At the end of May, I took a trip to Luxembourg. I knew I wanted to go away somewhere to celebrate the end of my exam period, but I just didn’t know where. I ended up looking on Expedia and choosing the cheapest place in Europe to fly to, which was Luxembourg City. My return flights only cost £68 and the hostel that I stayed in was a bargain at £52. I flew from Stansted with Ryanair – the outward journey was fine but getting back was a nightmare. I was delayed for 32 hours, which you can read about here. Despite this, I still had a wonderful time in Luxembourg and would definitely recommend it.
The Grand Duchy of Luxembourg
The Grand Duchy of Luxembourg is a landlocked country which borders France, Belgium and Germany. Despite being so small, it’s very important as it is one of the three official capitals of the European Union. Although it is one of the smallest sovereign states in Europe, it has one of the highest GDPs. There’s only one airport in the country which is located just outside of the capital, Luxembourg City.
There are three official languages in Luxembourg – French, German and Luxembourgish. Luckily, I got on okay as I know quite a bit of French and enough German to get by. Most of the people I encountered spoke English as well. I only found it difficult when I had to initiate a conversation, as I didn’t know which language to use!

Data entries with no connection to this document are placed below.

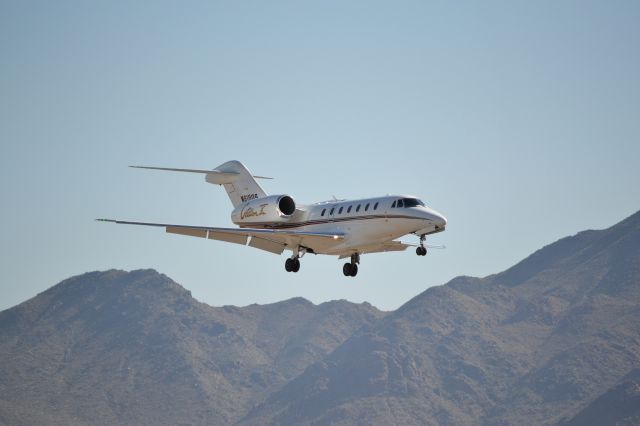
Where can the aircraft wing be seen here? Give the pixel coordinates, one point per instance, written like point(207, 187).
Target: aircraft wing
point(271, 240)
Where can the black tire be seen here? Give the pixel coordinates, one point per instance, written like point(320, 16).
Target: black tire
point(295, 267)
point(346, 269)
point(354, 270)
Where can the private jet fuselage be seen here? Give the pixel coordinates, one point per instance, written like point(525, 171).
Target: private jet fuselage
point(344, 228)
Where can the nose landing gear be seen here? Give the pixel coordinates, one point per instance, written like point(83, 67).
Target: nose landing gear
point(422, 250)
point(350, 269)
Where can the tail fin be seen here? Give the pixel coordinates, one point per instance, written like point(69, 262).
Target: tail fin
point(237, 181)
point(240, 184)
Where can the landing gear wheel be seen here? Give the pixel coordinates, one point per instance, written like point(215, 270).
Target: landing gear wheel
point(354, 270)
point(350, 269)
point(346, 269)
point(295, 267)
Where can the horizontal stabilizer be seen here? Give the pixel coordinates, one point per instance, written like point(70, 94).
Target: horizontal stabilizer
point(216, 173)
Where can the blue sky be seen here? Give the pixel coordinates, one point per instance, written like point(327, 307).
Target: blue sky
point(517, 120)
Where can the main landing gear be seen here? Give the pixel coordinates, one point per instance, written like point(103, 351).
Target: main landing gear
point(350, 269)
point(292, 265)
point(422, 250)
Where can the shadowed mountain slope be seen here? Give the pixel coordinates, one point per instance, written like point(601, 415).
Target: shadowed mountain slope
point(553, 340)
point(535, 344)
point(135, 348)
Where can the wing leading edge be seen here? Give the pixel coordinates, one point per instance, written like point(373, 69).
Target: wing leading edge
point(271, 240)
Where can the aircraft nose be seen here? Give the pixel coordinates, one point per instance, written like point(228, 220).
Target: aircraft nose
point(441, 221)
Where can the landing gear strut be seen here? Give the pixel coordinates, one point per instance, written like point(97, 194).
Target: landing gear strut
point(350, 269)
point(422, 250)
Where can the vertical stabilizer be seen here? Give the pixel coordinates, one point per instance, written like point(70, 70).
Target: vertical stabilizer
point(239, 183)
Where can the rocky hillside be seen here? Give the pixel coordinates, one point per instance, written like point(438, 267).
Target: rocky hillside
point(540, 343)
point(135, 348)
point(553, 340)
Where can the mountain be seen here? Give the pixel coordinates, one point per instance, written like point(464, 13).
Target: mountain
point(536, 344)
point(553, 340)
point(135, 348)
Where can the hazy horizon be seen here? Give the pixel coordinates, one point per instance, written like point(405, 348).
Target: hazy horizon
point(517, 121)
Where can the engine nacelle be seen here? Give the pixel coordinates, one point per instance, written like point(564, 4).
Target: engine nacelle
point(274, 208)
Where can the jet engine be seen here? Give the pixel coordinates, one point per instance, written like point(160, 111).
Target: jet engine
point(274, 208)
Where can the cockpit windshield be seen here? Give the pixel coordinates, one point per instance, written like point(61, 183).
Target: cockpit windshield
point(412, 202)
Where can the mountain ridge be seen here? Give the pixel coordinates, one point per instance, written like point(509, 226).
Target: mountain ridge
point(552, 340)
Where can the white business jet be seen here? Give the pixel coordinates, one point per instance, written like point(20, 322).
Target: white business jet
point(344, 228)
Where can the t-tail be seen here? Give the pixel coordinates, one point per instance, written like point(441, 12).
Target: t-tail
point(240, 184)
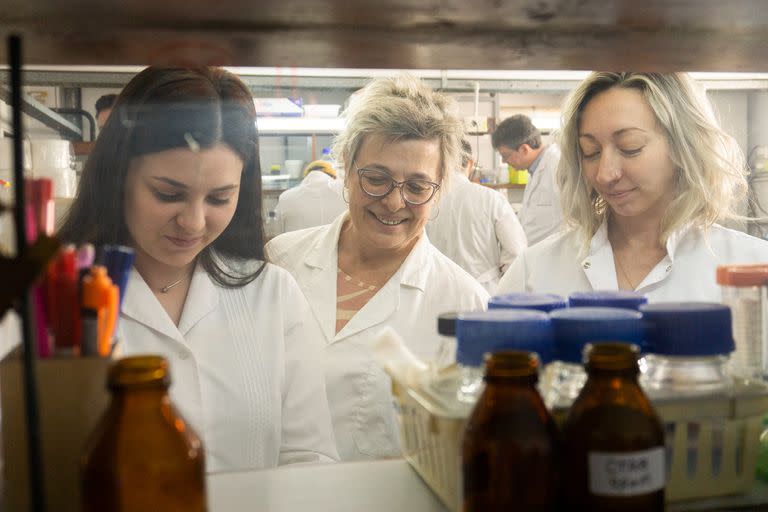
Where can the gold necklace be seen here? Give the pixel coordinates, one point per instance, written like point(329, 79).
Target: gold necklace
point(165, 289)
point(623, 272)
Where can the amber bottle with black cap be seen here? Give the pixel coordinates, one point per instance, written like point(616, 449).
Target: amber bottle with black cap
point(510, 451)
point(614, 441)
point(143, 455)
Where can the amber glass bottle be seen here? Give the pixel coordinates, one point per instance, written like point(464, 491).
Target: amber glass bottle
point(143, 455)
point(614, 441)
point(510, 445)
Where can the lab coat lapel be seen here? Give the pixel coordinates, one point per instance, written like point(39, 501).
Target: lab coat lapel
point(202, 299)
point(382, 306)
point(598, 265)
point(319, 280)
point(142, 306)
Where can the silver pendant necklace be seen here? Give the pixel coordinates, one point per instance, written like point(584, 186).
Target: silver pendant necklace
point(165, 289)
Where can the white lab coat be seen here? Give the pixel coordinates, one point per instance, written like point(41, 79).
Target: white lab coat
point(477, 228)
point(541, 213)
point(315, 202)
point(359, 392)
point(244, 366)
point(560, 265)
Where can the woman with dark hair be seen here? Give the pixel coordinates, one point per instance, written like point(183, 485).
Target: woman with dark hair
point(175, 175)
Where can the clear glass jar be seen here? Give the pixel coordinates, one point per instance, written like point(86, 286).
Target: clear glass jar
point(480, 333)
point(744, 291)
point(574, 328)
point(689, 346)
point(672, 376)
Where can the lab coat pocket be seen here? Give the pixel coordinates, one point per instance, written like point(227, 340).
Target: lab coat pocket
point(376, 433)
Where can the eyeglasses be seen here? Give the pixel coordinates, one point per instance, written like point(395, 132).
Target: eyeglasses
point(413, 191)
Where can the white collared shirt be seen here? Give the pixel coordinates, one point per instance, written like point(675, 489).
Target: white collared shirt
point(244, 367)
point(359, 392)
point(315, 202)
point(477, 228)
point(560, 264)
point(541, 214)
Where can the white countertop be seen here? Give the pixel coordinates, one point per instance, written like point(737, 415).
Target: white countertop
point(378, 486)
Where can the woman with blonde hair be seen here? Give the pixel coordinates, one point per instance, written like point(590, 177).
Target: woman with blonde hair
point(374, 266)
point(646, 174)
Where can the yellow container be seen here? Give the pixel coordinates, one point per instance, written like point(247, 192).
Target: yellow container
point(518, 177)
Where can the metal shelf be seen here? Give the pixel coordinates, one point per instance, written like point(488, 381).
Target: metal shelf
point(48, 117)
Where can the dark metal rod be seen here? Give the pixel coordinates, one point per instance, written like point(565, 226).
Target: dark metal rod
point(37, 498)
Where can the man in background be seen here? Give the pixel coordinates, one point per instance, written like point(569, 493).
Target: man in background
point(476, 226)
point(519, 143)
point(318, 200)
point(103, 108)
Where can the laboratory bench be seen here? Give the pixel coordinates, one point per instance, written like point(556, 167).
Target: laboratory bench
point(375, 486)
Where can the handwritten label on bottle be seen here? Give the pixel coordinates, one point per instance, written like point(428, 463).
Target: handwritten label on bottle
point(626, 474)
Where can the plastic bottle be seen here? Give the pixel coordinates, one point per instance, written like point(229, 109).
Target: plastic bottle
point(574, 328)
point(614, 441)
point(143, 455)
point(745, 291)
point(271, 229)
point(607, 299)
point(446, 330)
point(688, 349)
point(511, 448)
point(539, 301)
point(484, 332)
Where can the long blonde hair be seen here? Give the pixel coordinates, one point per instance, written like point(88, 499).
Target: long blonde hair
point(711, 177)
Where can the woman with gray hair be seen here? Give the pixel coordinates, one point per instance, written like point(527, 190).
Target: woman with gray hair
point(374, 266)
point(646, 173)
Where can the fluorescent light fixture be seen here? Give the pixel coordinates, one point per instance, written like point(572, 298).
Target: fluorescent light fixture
point(299, 125)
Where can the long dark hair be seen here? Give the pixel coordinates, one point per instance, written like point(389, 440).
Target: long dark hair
point(166, 108)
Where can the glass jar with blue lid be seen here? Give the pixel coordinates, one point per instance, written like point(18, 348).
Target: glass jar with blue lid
point(689, 347)
point(539, 301)
point(482, 332)
point(607, 299)
point(574, 328)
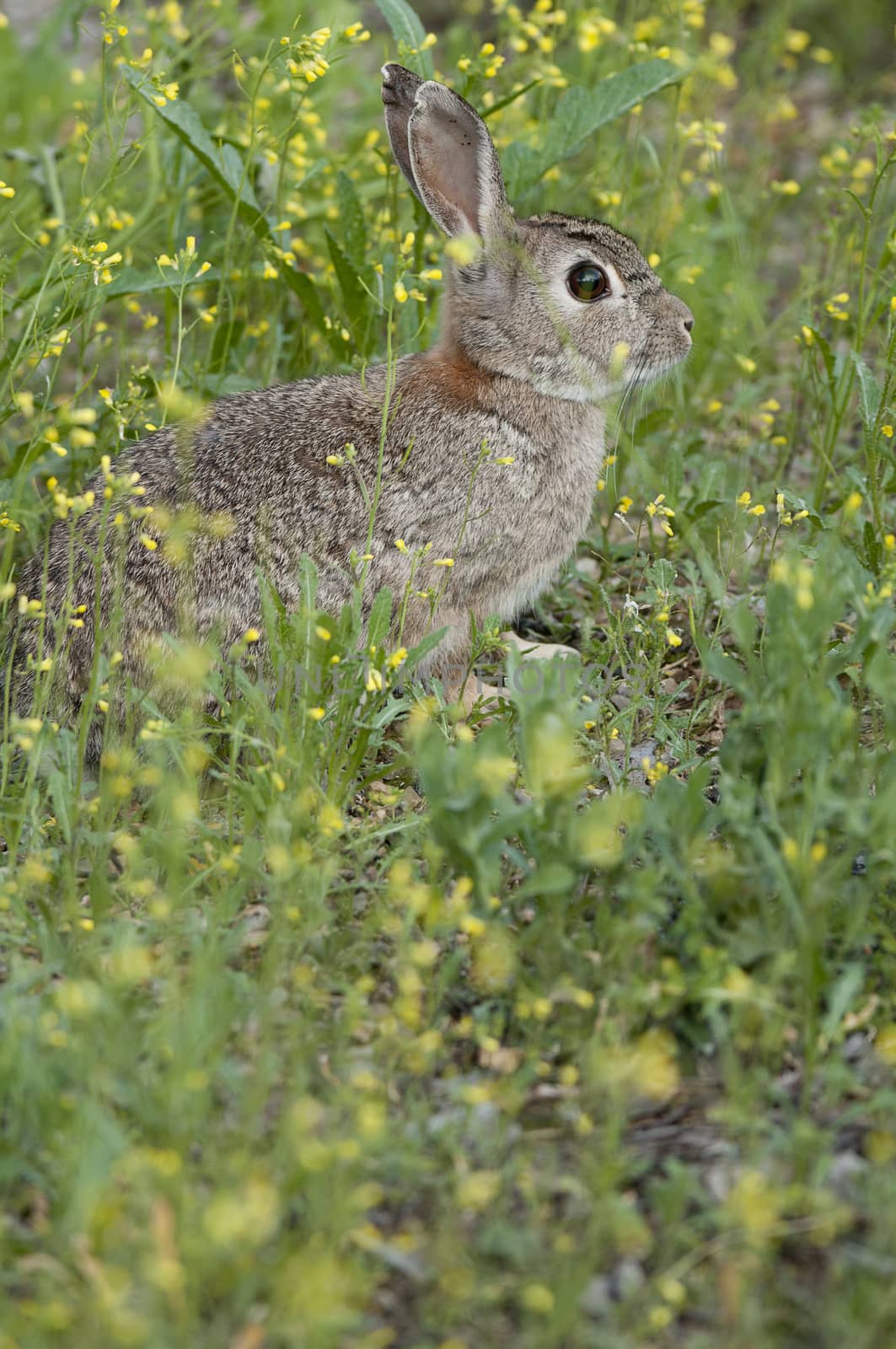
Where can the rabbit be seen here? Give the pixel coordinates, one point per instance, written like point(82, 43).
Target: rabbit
point(493, 440)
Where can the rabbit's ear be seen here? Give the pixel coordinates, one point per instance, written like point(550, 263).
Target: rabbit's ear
point(455, 165)
point(400, 89)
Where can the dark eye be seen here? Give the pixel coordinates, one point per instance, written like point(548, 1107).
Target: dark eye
point(587, 282)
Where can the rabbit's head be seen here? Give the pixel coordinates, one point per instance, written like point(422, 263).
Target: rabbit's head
point(564, 303)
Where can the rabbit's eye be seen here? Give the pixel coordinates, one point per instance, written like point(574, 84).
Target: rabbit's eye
point(587, 282)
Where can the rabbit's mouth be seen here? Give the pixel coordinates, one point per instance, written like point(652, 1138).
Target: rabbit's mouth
point(649, 366)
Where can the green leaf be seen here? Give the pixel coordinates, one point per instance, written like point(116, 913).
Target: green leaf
point(868, 393)
point(379, 618)
point(354, 294)
point(223, 162)
point(303, 287)
point(408, 30)
point(581, 112)
point(132, 282)
point(351, 216)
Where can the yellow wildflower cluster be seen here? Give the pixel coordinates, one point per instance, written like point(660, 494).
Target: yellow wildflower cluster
point(96, 256)
point(797, 577)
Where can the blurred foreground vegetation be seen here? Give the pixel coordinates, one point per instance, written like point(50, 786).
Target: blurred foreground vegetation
point(339, 1020)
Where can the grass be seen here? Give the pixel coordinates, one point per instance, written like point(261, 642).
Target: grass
point(336, 1023)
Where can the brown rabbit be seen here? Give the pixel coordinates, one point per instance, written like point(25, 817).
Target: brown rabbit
point(532, 337)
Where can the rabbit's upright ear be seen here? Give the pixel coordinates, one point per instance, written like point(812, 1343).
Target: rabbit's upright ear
point(453, 166)
point(400, 89)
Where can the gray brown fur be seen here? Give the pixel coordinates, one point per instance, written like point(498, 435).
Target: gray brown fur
point(517, 364)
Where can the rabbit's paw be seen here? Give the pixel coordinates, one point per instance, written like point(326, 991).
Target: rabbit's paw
point(537, 651)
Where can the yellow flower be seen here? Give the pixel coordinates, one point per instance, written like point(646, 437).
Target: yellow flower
point(537, 1297)
point(797, 40)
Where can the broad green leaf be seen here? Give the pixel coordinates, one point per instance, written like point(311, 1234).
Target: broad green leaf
point(351, 218)
point(132, 282)
point(223, 162)
point(408, 29)
point(379, 617)
point(354, 294)
point(868, 393)
point(579, 114)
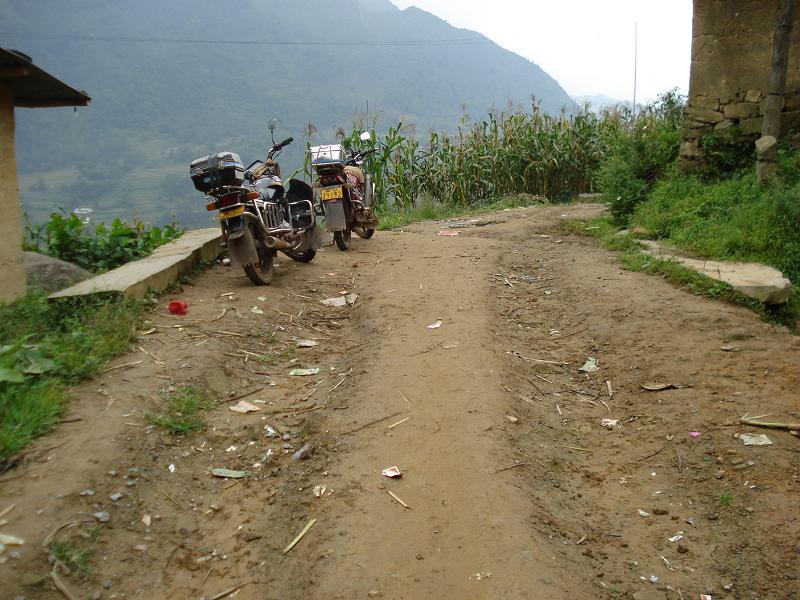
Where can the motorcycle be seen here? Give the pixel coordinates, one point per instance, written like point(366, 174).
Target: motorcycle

If you’re going to be visiting Luxembourg then I definitely recommend you pick up a Luxembourg Card. The Luxembourg Card is available for 1, 2 or 3 days and gives you free entry to over 70 attractions over the country and also allows you to travel on all public transport. The card starts at 13€ for one person for one day but if you’re not travelling alone as I was, then you can also get a family card.
The Grand Ducal Palace
Henri, the Grand Duke of Luxembourg has been on the throne since 2000 and resides in the Grand Ducal Palace with his wife Maria Teresa. The Grand Ducal Palace is located in the centre of Luxembourg City and unlike Buckingham Palace, you are able to go right up to the building. It is also open to the public at certain times of the year. I enjoyed watching the guards outside – there were only two which again, is a lot different to Buckingham Palace. One was always standing outside what I presume is the entrance, while the other one was marching up and down.
Haydy had visited Luxembourg the week before I went and she told me that I needed to visit Chocolate House by Nathalie Bonn. Located directly opposite The Grand Ducal Palace, this chocolate shop and cafe sells what is believed to be the best hot chocolates in Luxembourg City. I’m not usually a fan of hot drinks when the weather is so warm, but I knew that I couldn’t leave without trying one of the famous hot chocolates. There’s such a large variety of the hot chocolate spoons, but I eventually settled on the rose chocolate. I also opted for the almond milk instead of regular cows milk. This was a lot cheaper than I expected it to be at around 5€ and it came with cream and marshmallows too.
Grund is one of the 24 quarters located within the city and is one of the oldest parts of the capital. Located just below the capital city, Grund is accessible by foot or via a lift. The cobbled streets and medieval architecture make it the perfect place to have a walk around and you can get the most picturesque shots too. I especially enjoyed seeing the reflections of the quaint little buildings in the river. While I was there, it was quite quiet however I have been told that this is the place to be on an evening if you’re wanting to go out for drinks. This is definitely the best place to go if you want to take some beautiful photos of the city.
Musée national d’histoire naturelle
As I had the Luxembourg Card, I was able to get free entry into the Museum of Natural History located in Grund. If you’ve ever been to the Natural History Museum in London, this is similar but on a much smaller scale. There are eight different sections and many are filled with taxidermy, which I loved looking at. None of the displays were in English, just French and German but I did my best to work out what they were saying. There’s also a metal slide which goes from between two floors – I must admit I did go down it! As the museum is so small, I was in and out within an hour and that includes stopping at the cafe for a coffee and a croissant. It’s definitely worth a visit though, especially if you have a Luxembourg card.
Luxembourg City’s cathedral was built between 1613 and 1621. It is the only cathedral in the country. You’re able to visit the cathedral free of charge, although they would prefer a donation. Although I’m not religious, I always like to visit churches and cathedrals. I loved the architecture and the stained glass windows and I always enjoy the relaxed atmosphere of places of worship. There were a few people sat in there praying, but it was mostly tourists admiring the architecture like I was.
Even though I spent four days in Luxembourg, I didn’t manage to cover everything in the city. There’s still a couple if museums that I would like to visit if I ever go back again. While I was in Luxembourg, I also took a trip out to Vianden for the day which has its own separate post.
Have you ever been to Luxembourg? Would you like to go?